Mattarella sichert finalbesuch ab – panatta überreicht 50 jahre nach seinem rom-triumph
Sergio Mattarella wird am Sonntag um 17 Uhr auf der Tribüne des Foro Italico sitzen. Punkt. Ob Jannik Sinner dabei ist oder nicht, spielt für den Staatspräsidenten keine Rolle – er will das Finale der Internazionali d’Italia live erleben.
Und er wird nicht alleine jubeln. Neben ihm: Adriano Panatta, der letzte italienische Sieger in Rom, bereit, der Nachfolgerin oder dem Nachfolger den Pokal in die Hand zu drücken – exakt ein halbes Jahrhundert, nachdem er selbst die Tennishistorie schrieb.
Ein präsident, der nicht nur zuguckt
Rom sieht Mattarella nicht zum ersten Mal. 2023 schon schüttelte er im Regen die Hände der Profis, applaudierte sich die Finger wund und ließ sich sogar von Flavio Cobolli einen Scherz über den Pokal erzählen – „Ich glaube, das ist nur die Kopie“, lachte der Präsident. Diese Lockerheit ist kein PR-Gag. Sie ist Teil seines Politikverständnisses: Sport als sozialer Kitt, als Lehrstück für Respekt und Durchhaltevermögen.
Deshalb empfängt er auch nicht nur Sieger im Quirinal. Auch Athleten, die knapp scheiterten oder sich für Fairplay einsetzten, bekommen seine Anerkennung. Die Botschaft: Zählen tut der Weg, nicht nur der Pokal.

Darderi sorgt für italienischen pulsschlag
Die Chance auf eine echte italienische Final-Party lebt. Luciano Darderi hat in der Nacht auf Freitag die Semifinals geknackt und trifft nun auf Casper Ruud. Sollte der 22-jährige Pateer den Norweger ärgern, wäre Mattarella live dabei, wenn er am Sonntag erneut aufsteht – diesmal vielleicht, um lautstark die Hymne zu singen.

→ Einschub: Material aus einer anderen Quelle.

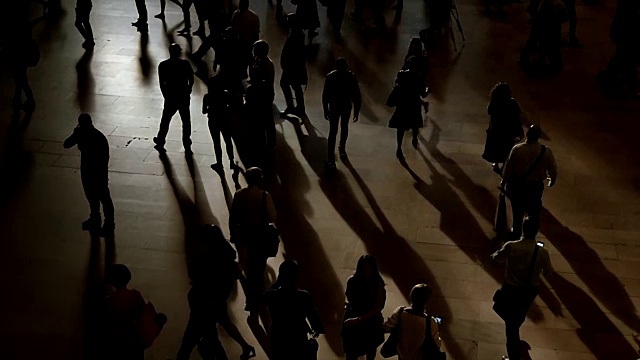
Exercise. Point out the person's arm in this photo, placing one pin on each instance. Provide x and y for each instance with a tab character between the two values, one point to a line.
72	140
357	99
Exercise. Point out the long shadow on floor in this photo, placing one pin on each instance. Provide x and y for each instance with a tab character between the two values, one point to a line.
597	332
386	244
588	266
289	186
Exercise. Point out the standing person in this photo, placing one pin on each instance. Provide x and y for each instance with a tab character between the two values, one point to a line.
262	77
251	210
293	316
529	164
362	330
176	82
247	25
83	13
406	98
505	127
525	261
219	104
340	92
94	172
307	11
415	327
141	23
294	68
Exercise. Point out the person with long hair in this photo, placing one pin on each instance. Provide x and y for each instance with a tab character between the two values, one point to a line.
505	127
362	330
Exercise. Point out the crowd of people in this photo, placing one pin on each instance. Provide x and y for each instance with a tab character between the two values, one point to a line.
243	87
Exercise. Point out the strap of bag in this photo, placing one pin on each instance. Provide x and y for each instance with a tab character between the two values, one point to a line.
535	163
532	265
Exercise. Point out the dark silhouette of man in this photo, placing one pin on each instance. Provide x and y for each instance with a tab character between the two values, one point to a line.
176	82
529	164
83	12
341	91
294	67
525	262
94	164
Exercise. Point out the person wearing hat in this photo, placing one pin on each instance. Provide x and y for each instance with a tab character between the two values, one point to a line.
94	165
176	82
529	164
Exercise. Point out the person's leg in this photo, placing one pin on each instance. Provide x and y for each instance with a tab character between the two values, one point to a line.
185	116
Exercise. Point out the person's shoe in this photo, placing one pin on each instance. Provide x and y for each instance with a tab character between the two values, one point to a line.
217	167
91	224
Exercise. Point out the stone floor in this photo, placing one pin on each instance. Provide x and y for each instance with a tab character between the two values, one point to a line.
430	222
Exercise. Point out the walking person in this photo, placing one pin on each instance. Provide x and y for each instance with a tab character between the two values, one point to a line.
83	13
528	166
505	126
293	317
525	261
341	92
417	330
406	98
251	210
294	68
362	330
176	82
220	103
94	172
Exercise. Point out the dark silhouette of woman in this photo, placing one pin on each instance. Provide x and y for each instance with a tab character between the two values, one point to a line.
505	127
362	331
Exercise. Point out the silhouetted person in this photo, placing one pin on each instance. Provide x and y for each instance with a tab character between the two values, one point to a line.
525	262
335	12
418	331
340	92
252	210
294	67
83	13
293	316
247	24
262	78
141	23
219	105
94	172
505	127
406	98
545	35
529	164
176	82
362	330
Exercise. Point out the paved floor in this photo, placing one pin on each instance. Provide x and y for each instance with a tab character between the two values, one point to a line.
430	223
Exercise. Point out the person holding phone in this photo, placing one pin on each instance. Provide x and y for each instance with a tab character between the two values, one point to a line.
526	259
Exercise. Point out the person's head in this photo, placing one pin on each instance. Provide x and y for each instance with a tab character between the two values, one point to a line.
288	273
367	269
501	91
84	121
253	176
534	133
420	295
529	229
175	51
117	275
415	47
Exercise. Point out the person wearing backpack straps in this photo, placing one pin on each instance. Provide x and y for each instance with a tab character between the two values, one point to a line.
417	332
529	164
525	261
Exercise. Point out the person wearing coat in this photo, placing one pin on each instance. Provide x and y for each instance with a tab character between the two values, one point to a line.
505	128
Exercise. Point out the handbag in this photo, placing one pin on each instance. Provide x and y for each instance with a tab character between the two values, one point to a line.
390	346
503	299
271	241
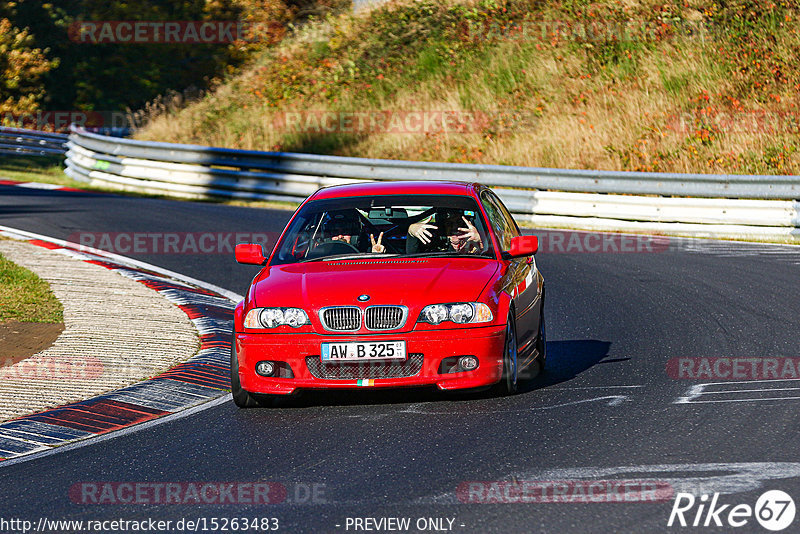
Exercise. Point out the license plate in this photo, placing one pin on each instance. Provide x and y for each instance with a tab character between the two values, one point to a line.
359	352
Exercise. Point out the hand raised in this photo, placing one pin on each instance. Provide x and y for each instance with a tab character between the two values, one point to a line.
422	231
376	245
470	232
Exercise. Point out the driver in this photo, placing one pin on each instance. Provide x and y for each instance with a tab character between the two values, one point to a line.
344	228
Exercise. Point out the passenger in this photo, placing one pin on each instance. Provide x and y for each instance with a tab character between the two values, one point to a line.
458	235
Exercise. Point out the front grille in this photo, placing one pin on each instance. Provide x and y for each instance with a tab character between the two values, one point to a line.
385	317
359	370
341	318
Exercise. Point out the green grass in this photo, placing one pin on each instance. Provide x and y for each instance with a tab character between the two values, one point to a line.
25	297
601	94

Für Sinner, der auf halbem Weg stand, wäre es der nächste Schritt auf dem Weg zur Nummer eins der Welt. Doch selbst ohne den Südtiroler bleibt das Centrale ein Kessel. 10.500 Zuschauer, ein Präsident, eine lebende Legende und der Traum von einem italienischen Champion – mehr Dramatik geht nicht.
Die Uhr tickt. Noch 48 Stunden, dann entscheidet sich, ob Panatta den Pokal an einen Landsmann oder eine internationale Größe übergeben darf. Einer wird auf jeden Fall dabei sein: Sergio Mattarella. Er wird wieder aufstehen, applaudieren und vielleicht sogar brüllen. So wie wir alle, wenn ein neues Kapitel italienischer Tennisgeschichte geschrieben wird.